To this end, JARG features several articles spanning various aspects of the mitochondrial madness (or merriment) so prevalent today. Our coverage includes commentaries on “Genetic affinity and the right to ‘three-parent IVF’”, (https://doi.org/10.1007/s10815-017-1046-8) and “At the dawn of personalized reproductive medicine: opportunities and challenges with incorporating multigene panel testing into fertility care”, ( https://doi.org/10.1007/s10815-017-1068). Given the ongoing debate with regard to the utility of mtDNA sampling in human embryos, we welcome the contribution of Tao and colleagues, a multi-institutional effort that begins to take a close look at the strengths and weaknesses of technological underpinnings in validation studies using an animal model (“Mitochondrial DNA content is associated with ploidy status, maternal age, and oocyte maturation methods in mouse blastocysts”, https://doi.org/10.1007/s10815-017-1070). Finally, Viotti and colleagues provide a review on the mtDNA papers that have appeared over the past year, a viewpoint that is not shared by others working in this field, in “Is mitochondrial DNA quantitation in blastocyst trophectoderm cells predictive of developmental competence and outcome in clinical IVF?” (https://doi.org/10.1007/s10815-017-1072-6).

Looming large in the discourse over embryo selection broadly, and with respect to specific interventions that consumers are expected to finance on their own, is the specificity and sensitivity of techniques that require sampling of cultured human embryos. Complementing measures of mtDNA with parallel assessments of mitochondrial activity is a rarity amongst the papers attempting to resolve the ongoing controversy (having a distinctly molecular-centric rather than physiological content, with rare exceptions) [6].

Interested followers, and potential deployers of such technology clinically, are encouraged to follow the most recent work of Fragouli and her colleagues to obtain a balanced treatment of the subject at hand [7, 8]. Importantly, their most recent publication segues into the arena of clinical utility [9] with outcome measures that are eagerly anticipated from this and other groups bearing the burden of proof necessary before clinical implementation.

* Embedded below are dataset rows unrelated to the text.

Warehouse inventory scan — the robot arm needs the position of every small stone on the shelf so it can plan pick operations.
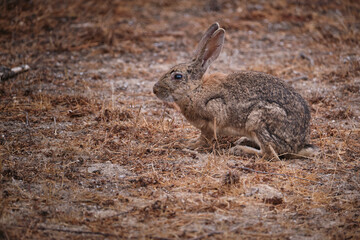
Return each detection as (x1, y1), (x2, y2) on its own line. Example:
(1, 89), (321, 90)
(245, 184), (284, 205)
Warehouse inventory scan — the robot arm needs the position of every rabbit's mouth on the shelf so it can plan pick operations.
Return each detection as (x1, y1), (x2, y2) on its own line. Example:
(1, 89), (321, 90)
(160, 95), (175, 102)
(153, 83), (175, 102)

Contesting the value of the proof in hand has thus far focused on differences of opinion with respect to variations in technique and data analysis, a not uncommon quandary afflicting branches of medicine well outside of human reproduction. Burdening patients with the expense associated with tests requiring further scrutiny seems an unfair course of action, at least until a consensus can be reached on platforms for discovery that satisfy standards of genetic testing accepted by the broader medical communities around the world [10].

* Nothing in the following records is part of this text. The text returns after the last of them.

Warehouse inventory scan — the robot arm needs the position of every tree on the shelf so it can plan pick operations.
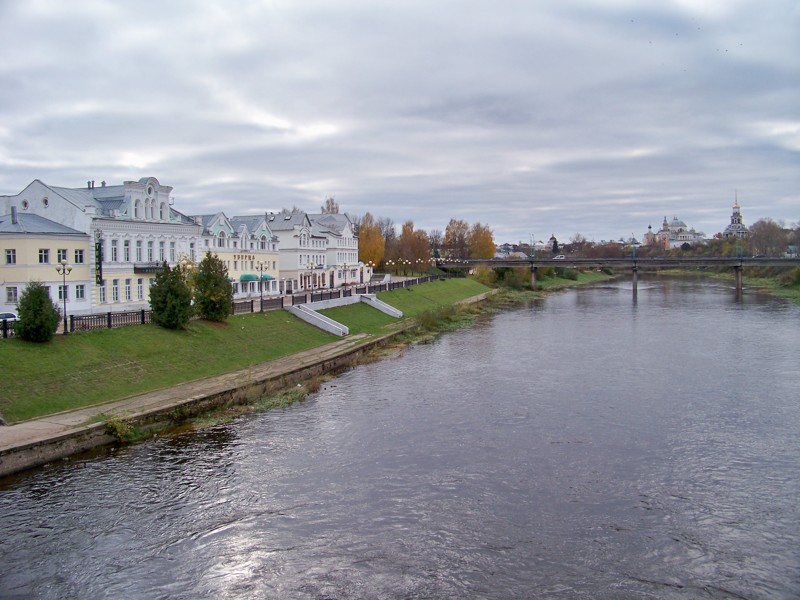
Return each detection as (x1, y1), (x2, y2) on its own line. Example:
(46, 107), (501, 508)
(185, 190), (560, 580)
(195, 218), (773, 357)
(467, 222), (496, 258)
(358, 212), (385, 266)
(552, 238), (559, 254)
(194, 253), (233, 321)
(15, 281), (60, 342)
(149, 262), (193, 329)
(395, 220), (431, 272)
(428, 228), (443, 258)
(443, 218), (470, 258)
(749, 218), (788, 256)
(321, 196), (339, 214)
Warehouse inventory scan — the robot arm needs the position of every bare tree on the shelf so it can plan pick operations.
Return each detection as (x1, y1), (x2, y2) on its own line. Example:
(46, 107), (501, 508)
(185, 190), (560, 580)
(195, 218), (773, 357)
(321, 197), (339, 214)
(377, 216), (396, 243)
(749, 218), (788, 256)
(428, 228), (443, 257)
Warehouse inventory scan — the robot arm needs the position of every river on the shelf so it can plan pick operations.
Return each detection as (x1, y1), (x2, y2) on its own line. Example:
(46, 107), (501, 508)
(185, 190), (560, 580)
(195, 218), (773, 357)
(1, 276), (799, 599)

In many ways, what distinguishes our hopeful efforts to offer patients an array of genetic tests that could inform embryo selection practices and improve pregnancy outcomes from other domains are the limited source materials (pushing amplification technology to the limits) and an air of certainty that our methodologies are secure, reliable, and telling with respect to the biology we are trying to understand. Against a background of accomplishments in 2017 that are opening new avenues for research, it is fitting as we look forward to 2018 to face the inadequacies and limitations inherent in our approach to reproductive science, lest we contribute to the growing and worrisome problem of translating discovery of clinical import for the physicians and patients waiting for answers [11]. As Feynman said:

In order to make progress, one must leave the door to the unknown ajar — ajar only.